Progressive group ties oil lobby to Saudi Arabia
The progressive Americans United for Change (AUFC) announced an ad campaign Wednesday saying that Saudi Arabia’s national oil company is funding the American Petroleum Institute’s (API) push against renewable fuels.
AUFC cites tax documents to say that API’s campaign against the Renewable Fuels Standard (RFS) is funded by foreign oil interests. It will air its ad May 4 during news talk shows.
A voiceover says Saudi Arabia has “some good friends” at API. “Together, they’re bankrolling these political ads attacking American-made fuels like ethanol, to keep you addicted to their oil.”
{mosads}The commercial refers to ads API launched in March encouraging policymakers to reduce or abolish RFS mandates.
AUFC said documents API has filed with the Internal Revenue Service show that executives of Saudi Arabia’s state oil company and its subsidiaries have served on its board of directors.
“Here you have a lobbyist for the Saudi King helping call the shots at the American Petroleum Institute,” AUFC president Brad Woodhouse said in a statement. “They’re funneling Saudi Oil money into a campaign to force us all to buy more Saudi oil, and passing it off as American as apple pie.”
Under the RFS, oil refiners must blend a certain amount of renewable fuels into their products every year. API opposes the standard, saying it raises prices and is harmful to some engines, among other arguments.

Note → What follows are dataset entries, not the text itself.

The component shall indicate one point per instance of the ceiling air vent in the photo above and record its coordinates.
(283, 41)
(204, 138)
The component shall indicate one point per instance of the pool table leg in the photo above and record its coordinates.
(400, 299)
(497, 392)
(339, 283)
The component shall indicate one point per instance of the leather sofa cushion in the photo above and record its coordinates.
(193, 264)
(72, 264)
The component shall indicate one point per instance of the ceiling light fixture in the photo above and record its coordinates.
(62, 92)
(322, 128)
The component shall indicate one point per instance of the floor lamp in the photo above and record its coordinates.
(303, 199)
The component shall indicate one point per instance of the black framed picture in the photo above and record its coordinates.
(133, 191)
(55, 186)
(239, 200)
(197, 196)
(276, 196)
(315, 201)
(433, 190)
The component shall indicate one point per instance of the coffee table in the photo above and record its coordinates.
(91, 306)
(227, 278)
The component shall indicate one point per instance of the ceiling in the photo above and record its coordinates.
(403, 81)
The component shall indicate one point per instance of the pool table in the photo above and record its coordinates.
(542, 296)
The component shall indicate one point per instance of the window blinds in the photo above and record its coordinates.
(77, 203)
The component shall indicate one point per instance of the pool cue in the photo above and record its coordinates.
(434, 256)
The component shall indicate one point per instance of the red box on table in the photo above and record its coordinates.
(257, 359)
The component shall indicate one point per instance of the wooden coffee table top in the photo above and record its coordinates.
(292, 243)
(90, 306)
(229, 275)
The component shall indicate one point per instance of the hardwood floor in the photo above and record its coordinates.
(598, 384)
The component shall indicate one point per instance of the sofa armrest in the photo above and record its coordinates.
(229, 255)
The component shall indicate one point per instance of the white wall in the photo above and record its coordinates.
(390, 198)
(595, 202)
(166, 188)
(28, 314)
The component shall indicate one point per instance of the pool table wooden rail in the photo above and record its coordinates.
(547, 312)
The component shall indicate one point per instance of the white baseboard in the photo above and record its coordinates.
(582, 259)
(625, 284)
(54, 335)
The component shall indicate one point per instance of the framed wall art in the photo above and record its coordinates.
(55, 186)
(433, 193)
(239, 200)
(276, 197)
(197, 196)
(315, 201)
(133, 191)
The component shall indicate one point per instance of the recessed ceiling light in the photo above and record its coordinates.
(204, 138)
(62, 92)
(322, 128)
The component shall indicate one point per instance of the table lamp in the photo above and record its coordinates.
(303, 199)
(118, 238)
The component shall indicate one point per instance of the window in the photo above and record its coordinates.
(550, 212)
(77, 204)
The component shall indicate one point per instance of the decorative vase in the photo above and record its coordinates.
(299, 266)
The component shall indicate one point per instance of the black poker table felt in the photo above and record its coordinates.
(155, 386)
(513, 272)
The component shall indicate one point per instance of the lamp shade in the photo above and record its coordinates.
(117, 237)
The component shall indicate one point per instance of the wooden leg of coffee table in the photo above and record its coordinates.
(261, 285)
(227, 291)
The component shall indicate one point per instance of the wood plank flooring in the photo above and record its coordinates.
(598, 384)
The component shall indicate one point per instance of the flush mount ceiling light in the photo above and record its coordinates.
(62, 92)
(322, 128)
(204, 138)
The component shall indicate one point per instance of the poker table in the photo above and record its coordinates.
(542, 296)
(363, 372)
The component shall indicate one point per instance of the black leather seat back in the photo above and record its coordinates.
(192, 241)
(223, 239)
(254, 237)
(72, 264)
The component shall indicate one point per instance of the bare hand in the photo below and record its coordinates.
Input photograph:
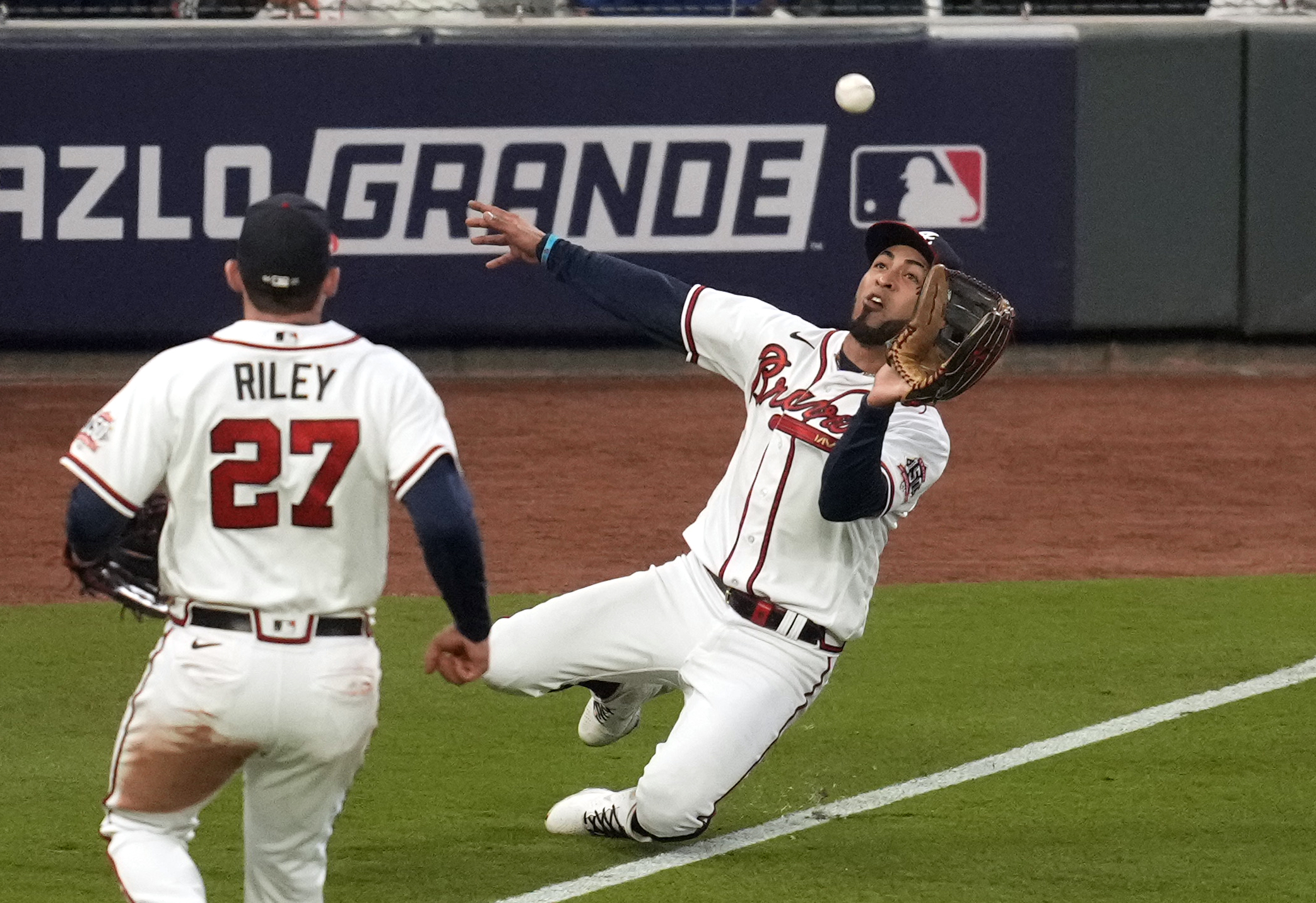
(888, 388)
(455, 657)
(506, 230)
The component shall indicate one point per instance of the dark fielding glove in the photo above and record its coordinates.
(129, 573)
(958, 329)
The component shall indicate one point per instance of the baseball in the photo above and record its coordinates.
(854, 94)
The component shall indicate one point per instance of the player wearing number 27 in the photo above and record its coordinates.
(278, 440)
(784, 559)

API spokesman Carlton Carroll said the group’s membership list is publicly available, so AUFC’s information is not secret.
“API is an advocacy organization for oil and natural gas companies that have U.S. operations,” Carroll said in a statement. “Given the U.S. energy renaissance, many international companies have a substantial presence in the U.S. as employers and taxpayers, just as many U.S. companies have an international presence.”
The same day AUFC announced its ad, API wrote a letter to the Environmental Protection Agency, encouraging it to set the ethanol mandate at a level that is 9.7 percent of overall gasoline production or lower. Not all engines can handle more than a 10 percent ethanol blend and some consumers demand lower blends, so putting the mandate just below 10 would be ideal, API said.